Burada iki temel fikirden hareket ediyor kitap: Birincisi, artık çok bilinen ‘kelebek etkisi’, yani ufacık bir şeyin bile küresel sonuçlarının olabileceği gerçeği. Günlük hayatımızda önemsemediğimiz pek çok şey yapıyoruz, ama hepsi de potansiyel olarak pek çok şeyi değiştirebilir. Bunun farkında olarak yaşamak gerekir bence. Günümüzde iktidar odakları, sık sık elde etmek istedikleri sonuca odaklanıyor, o sonuca ulaşmanın her yolunu mübah sayıyorlar. Dolayısıyla insanların hayatlarında irili ufaklı pek çok şeyi belirliyor, değiştiriyor, yönlendiriyorlar. Bunu insanlar adına, ama onlara rağmen yapıyorlar. Bu da bizi ikinci fikre, Kant’ın “insan araç değil, amaçtır” ilkesine getiriyor. H.S.’nin bir adı da Kant Kulübü, ama bu amaç/araç konusundaki konumu bence tartışmalı; ilerideki ciltlerde de bu tartışmayı açacağım zaten!

Acayip isimler var kitapta: Maşet, Buzcam, Aklan… Nerden bulursun böyle ilginç isimleri ve mevzuları? Hepsi bizim mahallede oturuyor, bana anlattıkları hikâyeleri yazdım.

Romanın satır aralarında edebiyat ukalalarından felsefeye, çok şeye değiniyorsun. Çocuk yazınında kolayca düşülen didaktik olma tuzağına düşmüyorsun. Bu bilinçli bir başarı tabii!

Teşekkür ederim. Gerçekten uzak durmaya çalıştığım bir şey bu. İlkokuldayken bir gün öğretmenimize “Komünizm nedir öğretmenim?” diye sormuştum, hiç unutmam. Kadıncağız daha cevap veremeden arkadaşlarımdan biri atlayıp, “Öğretmenim bunlar bizim anlayamayacağımız konular,” dedi! İlk kez o gün ‘deliye dönmek’ fiilini bizzat gerçekleştirdim galiba. Demediğimi bırakmadım, biz her şeyi anlayabilirmişiz de, yeter ki doğru anlatılsaymış da, neler neler. Fakat tabii
devir 80 öncesi, “sınıfta komünizm anlatıyor” diye laf çıksa, öğretmenimizi Çemişkezek’e sürerler, bunu bilmiyorum o sırada.
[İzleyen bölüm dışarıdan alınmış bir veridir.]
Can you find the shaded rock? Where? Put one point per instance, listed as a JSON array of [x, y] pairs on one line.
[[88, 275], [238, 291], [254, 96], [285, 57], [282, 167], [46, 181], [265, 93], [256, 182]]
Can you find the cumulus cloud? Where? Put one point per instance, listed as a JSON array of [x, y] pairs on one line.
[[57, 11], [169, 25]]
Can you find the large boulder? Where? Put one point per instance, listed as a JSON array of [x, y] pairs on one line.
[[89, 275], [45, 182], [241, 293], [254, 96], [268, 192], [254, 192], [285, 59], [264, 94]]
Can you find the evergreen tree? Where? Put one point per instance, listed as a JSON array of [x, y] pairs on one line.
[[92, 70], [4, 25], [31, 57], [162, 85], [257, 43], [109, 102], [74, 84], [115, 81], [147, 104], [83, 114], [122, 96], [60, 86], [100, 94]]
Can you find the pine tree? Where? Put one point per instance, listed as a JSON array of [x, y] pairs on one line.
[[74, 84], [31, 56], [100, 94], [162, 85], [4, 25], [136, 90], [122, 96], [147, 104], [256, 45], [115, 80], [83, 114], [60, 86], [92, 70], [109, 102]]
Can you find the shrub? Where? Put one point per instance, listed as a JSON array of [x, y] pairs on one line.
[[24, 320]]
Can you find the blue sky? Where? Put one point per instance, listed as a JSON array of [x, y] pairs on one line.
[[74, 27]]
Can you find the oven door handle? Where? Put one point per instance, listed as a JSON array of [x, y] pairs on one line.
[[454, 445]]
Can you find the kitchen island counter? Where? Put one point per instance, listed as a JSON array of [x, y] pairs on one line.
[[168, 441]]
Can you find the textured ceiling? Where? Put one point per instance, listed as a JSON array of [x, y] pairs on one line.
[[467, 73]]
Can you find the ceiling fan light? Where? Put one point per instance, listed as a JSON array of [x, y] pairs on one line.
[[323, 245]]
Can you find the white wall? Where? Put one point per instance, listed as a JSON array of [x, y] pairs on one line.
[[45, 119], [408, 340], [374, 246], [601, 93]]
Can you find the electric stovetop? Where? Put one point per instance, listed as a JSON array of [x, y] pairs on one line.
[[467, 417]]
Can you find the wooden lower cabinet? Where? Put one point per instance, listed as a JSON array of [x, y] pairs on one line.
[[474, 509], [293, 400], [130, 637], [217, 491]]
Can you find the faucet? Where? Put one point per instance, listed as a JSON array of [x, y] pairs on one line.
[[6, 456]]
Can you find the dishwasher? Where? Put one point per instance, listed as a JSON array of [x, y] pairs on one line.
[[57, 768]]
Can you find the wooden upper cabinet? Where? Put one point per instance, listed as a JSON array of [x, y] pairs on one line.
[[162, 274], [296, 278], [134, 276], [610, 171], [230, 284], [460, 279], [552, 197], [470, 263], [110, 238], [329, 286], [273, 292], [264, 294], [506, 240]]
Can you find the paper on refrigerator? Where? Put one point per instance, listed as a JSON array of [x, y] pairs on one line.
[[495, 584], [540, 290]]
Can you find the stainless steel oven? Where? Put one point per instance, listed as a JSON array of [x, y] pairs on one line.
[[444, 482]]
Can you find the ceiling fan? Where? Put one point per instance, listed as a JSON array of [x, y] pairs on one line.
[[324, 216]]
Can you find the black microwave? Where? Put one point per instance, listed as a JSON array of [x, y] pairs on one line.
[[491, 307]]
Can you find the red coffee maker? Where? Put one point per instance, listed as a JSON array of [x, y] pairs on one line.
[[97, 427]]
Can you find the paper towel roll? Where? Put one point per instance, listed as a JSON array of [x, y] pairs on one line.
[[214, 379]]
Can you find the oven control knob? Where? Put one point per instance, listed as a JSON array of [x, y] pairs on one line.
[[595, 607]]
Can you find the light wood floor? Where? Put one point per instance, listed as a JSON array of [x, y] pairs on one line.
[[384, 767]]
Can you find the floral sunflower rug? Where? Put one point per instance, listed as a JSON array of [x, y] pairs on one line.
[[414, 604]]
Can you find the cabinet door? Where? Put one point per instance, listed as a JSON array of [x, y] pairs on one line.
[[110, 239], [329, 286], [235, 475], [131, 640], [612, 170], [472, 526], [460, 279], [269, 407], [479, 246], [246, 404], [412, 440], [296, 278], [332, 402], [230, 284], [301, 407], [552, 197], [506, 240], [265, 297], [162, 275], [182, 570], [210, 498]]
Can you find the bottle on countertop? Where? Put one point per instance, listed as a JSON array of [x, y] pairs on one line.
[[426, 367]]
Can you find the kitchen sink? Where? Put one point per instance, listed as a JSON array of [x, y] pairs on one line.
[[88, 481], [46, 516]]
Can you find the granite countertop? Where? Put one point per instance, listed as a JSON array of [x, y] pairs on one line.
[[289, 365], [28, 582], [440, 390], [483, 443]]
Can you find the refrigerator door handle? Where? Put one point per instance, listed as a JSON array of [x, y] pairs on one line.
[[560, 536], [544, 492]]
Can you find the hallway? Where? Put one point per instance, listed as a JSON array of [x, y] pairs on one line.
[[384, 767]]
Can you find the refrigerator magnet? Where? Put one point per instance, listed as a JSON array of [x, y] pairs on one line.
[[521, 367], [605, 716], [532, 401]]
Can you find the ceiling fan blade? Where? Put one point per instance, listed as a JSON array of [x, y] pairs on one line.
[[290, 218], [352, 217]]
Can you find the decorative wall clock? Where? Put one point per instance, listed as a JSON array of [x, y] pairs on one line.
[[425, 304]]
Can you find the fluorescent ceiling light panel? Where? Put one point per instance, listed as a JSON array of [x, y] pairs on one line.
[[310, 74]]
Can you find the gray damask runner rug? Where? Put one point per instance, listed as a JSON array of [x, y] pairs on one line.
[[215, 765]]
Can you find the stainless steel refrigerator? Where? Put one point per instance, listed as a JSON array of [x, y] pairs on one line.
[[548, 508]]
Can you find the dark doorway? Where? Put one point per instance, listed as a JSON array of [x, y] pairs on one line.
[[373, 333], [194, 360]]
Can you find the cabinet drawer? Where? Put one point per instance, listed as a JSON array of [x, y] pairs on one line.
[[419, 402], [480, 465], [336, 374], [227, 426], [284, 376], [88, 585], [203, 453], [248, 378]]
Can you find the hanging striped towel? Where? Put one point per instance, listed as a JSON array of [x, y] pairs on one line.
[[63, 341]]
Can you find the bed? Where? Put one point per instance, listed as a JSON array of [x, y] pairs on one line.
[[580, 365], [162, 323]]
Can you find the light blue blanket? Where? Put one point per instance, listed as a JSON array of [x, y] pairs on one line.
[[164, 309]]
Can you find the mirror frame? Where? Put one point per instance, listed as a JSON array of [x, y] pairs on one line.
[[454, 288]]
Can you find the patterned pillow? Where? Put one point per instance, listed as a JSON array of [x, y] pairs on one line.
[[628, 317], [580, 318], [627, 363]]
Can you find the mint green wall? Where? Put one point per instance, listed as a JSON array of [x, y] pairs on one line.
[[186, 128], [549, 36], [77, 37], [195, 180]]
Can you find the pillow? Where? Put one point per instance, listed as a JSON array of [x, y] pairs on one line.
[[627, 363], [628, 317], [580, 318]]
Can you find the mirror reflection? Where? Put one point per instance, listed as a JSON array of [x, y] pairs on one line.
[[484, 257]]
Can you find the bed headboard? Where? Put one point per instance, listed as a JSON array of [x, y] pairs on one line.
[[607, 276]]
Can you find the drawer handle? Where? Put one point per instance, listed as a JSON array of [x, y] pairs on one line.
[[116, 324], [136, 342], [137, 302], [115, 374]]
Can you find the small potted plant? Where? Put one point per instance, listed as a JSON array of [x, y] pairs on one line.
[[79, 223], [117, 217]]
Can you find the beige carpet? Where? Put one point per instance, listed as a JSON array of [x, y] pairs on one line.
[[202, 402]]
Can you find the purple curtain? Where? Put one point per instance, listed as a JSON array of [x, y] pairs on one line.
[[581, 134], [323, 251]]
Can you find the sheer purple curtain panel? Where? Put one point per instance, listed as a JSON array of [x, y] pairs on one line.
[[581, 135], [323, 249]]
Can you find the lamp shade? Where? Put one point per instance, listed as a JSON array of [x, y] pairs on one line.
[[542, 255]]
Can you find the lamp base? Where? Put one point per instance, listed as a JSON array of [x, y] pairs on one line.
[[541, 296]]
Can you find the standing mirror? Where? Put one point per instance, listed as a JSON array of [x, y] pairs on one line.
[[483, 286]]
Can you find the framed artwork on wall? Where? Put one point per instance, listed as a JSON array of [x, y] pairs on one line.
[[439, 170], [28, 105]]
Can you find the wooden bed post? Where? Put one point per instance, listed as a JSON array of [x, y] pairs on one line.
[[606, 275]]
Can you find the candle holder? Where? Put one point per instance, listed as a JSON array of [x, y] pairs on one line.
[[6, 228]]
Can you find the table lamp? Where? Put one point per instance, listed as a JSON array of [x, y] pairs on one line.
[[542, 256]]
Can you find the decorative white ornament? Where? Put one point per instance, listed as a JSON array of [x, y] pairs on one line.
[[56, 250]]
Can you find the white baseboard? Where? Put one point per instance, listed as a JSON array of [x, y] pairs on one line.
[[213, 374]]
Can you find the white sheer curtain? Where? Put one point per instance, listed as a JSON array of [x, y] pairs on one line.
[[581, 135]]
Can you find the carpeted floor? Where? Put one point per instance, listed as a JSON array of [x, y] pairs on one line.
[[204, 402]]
O haftasonu, arkadaşımın annesi beni yemeğe davet etti, babası da vardı, lafı oraya getirdiler, baba da bana koyunlar ve çobanlarla ilgili, sonradan düşündüğümde yalan yanlış olduğu hissine kapıldığım bir komünizm açıklaması yaptı. Demem o ki, herkesin her şeyi anlayabileceği kabulünden hareket etmek ve kimseye tepeden bakıp ders vermeye kalkmamak gerekir. Önemli olanın nasıl anlatıldığı olduğunu düşünüyorum ve kimseyi aptal yerine koymaktan hoşlanmıyorum.

Bu yıl içinde, devam kitabı gelecek Kant Kulübü’nün. İkinci kitaptan neler çıtlatırsın?

Su’yla Kerim bu kez daha zorlu bir göreve veriliyor, H.S. hakkında yeni şeyler öğreniyorlar, kötü adamlarla tanışıyorlar!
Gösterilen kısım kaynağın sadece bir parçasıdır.